Mit der internationalen Konferenz in Bonn möchte die Bundesregierung jedoch vor allem betonen, dass eine grüne Wirtschaft nur global möglich ist, und dass es um mehr als nur Energie geht. Es muss eine generelle Rohstoffwende eingeleitet werden, um die wachsende Weltbevölkerung im 21. Jahrhundert zu ernähren. Dabei spielen nachwachsende Rohstoffe und Recycling eine immer größere Rolle.

Auch wenn es um Recycling geht, gehört Deutschland international zu den Vorreitern. Bereits 1990 führte Deutschland ein umfassendes Recyclingsystem für Verpackungsabfälle ein, um Recycling voranzutreiben und Abfall zu vermeiden. Mittlerweile, so ein Bericht der deutschen Abfallwirtschaft, werden 88 Prozent des anfallenden Papiers, 87 Prozent des Glases, 72 Prozent des Metalls und 67 Prozent der Kunststoffe wiederverwendet. Insgesamt spart die deutsche Wirtschaft über 3,5 Milliarden Euro im Jahr durch die Rohstoffgewinnung aus Altmaterialien.

Knappe Ressourcen

Doch auch Recycling kostet Energie und Wasser und bei den nachwachsenden Rohstoffen ist die Abwägung zwischen Nahrung und Industrierohstoffe ein schwieriger Balanceakt. Wenn zum Beispiel Pflanzen für Agrarkraftstoff angebaut werden, gehen wertvolle Ackerböden und knappe Wasserressourcen für die Nahrungsproduktion verloren.

Bereits heute haben 900 Millionen Menschen keinen Zugang zu sauberem Trinkwasser, eine Milliarde hungern, 1,6 Milliarden haben keinen Zugang zur Elektrizität. Wasser, fossile Energien und Nahrung werden knapp und der Klimawandel erfordert ein Umdenken und Lösungsansätze. Mit der Nexus-Konferenz will die deutsche Regierung Lösungsansätze skizzieren und Politikempfehlungen für die im nächsten Jahr stattfindenden Rio +20 Konferenz vorstellen.
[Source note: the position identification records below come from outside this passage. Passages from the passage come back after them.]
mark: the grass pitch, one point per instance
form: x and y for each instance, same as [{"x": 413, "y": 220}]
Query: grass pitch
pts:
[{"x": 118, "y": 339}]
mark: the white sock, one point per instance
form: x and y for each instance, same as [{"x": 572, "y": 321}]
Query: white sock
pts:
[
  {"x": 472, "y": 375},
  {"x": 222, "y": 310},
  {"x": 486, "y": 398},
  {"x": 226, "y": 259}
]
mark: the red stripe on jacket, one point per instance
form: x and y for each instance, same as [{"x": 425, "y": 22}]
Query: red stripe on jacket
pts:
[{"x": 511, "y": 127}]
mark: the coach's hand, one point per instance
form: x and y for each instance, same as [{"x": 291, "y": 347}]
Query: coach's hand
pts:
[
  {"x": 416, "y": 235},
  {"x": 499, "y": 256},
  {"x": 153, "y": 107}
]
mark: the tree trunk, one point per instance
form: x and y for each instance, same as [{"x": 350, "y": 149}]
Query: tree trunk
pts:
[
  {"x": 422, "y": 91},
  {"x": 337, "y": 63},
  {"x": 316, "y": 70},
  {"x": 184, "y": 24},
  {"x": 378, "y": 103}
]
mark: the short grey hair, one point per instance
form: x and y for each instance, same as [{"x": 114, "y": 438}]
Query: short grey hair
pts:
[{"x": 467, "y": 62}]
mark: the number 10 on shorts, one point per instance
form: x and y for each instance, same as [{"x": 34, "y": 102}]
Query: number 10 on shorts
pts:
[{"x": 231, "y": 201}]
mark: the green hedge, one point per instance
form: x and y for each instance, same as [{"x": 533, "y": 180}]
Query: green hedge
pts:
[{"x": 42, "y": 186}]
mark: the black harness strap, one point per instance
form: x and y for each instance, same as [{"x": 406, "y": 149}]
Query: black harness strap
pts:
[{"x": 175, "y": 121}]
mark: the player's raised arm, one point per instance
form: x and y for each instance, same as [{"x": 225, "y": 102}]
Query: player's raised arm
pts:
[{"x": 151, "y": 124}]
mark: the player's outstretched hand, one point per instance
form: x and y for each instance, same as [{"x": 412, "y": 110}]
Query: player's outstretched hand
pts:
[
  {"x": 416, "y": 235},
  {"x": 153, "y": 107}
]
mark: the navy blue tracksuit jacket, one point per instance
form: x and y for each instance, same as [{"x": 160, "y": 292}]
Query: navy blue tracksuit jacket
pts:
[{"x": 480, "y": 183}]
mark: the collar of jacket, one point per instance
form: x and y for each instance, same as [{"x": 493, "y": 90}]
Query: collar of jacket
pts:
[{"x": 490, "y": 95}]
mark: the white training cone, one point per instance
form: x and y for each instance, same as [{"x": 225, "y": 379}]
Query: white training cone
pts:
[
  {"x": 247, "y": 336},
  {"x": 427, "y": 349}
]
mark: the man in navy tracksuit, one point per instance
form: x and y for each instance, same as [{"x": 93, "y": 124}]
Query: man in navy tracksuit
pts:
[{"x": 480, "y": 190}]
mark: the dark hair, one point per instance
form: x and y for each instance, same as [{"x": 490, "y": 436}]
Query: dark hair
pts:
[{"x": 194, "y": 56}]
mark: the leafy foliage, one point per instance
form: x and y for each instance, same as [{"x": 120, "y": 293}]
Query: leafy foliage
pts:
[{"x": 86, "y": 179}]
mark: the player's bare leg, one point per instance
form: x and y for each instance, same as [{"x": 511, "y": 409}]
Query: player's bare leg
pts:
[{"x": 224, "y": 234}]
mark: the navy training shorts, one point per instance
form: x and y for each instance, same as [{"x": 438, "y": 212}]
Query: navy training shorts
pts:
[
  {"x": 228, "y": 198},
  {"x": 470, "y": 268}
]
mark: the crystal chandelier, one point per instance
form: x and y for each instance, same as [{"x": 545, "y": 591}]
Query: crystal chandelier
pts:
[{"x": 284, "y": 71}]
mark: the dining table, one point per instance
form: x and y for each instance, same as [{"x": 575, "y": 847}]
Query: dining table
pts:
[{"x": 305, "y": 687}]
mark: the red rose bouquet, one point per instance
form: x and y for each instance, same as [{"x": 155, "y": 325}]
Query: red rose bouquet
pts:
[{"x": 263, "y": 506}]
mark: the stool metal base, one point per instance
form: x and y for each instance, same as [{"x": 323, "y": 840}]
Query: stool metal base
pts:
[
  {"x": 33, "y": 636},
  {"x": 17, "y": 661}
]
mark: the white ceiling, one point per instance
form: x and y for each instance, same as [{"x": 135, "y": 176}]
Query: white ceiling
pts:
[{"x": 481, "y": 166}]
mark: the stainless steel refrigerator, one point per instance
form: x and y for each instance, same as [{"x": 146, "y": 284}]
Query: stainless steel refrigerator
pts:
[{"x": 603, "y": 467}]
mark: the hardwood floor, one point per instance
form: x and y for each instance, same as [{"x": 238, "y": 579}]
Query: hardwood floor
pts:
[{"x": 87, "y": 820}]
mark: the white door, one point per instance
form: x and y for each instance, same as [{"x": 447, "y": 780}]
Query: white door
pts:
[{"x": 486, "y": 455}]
Montage von Sonnenkollektoren in Marrakesch (Foto: ITRI)
Auch in Marrakesch zählt die Montage von Sonnenkollektoren zum AlltagBild: ITRI

Wende zur Nachhaltigkeit

Nach UNEP-Chef Achim Steiner hat Deutschland bereits gezeigt, wie die Ansätze auch umgesetzt werden können: "Deutschland gehört eindeutig zu den Pionieren und Katalysatoren in zwei Hinsichten. Zum einen in der Art, wie Deutschland versucht, Antworten auf die Frage zu finden, wie eine ökologische oder nachhaltigere Wirtschaft in vielen Sektoren möglich werden kann. Und zum zweiten hat Deutschland im Bereich Biodiversität, Landwirtschaft und Energie eine sehr progressive Politik geführt."

An der dreitägigen Konferenz in Bonn werden bis zum 18. November 2011 500 hochrangige Teilnehmer aus aller Welt teilnehmen. Es sind Entscheidungsträger und Fachkräfte aus Politik, Wissenschaft, Vereinten Nationen, Zivilgesellschaft und Wirtschaft.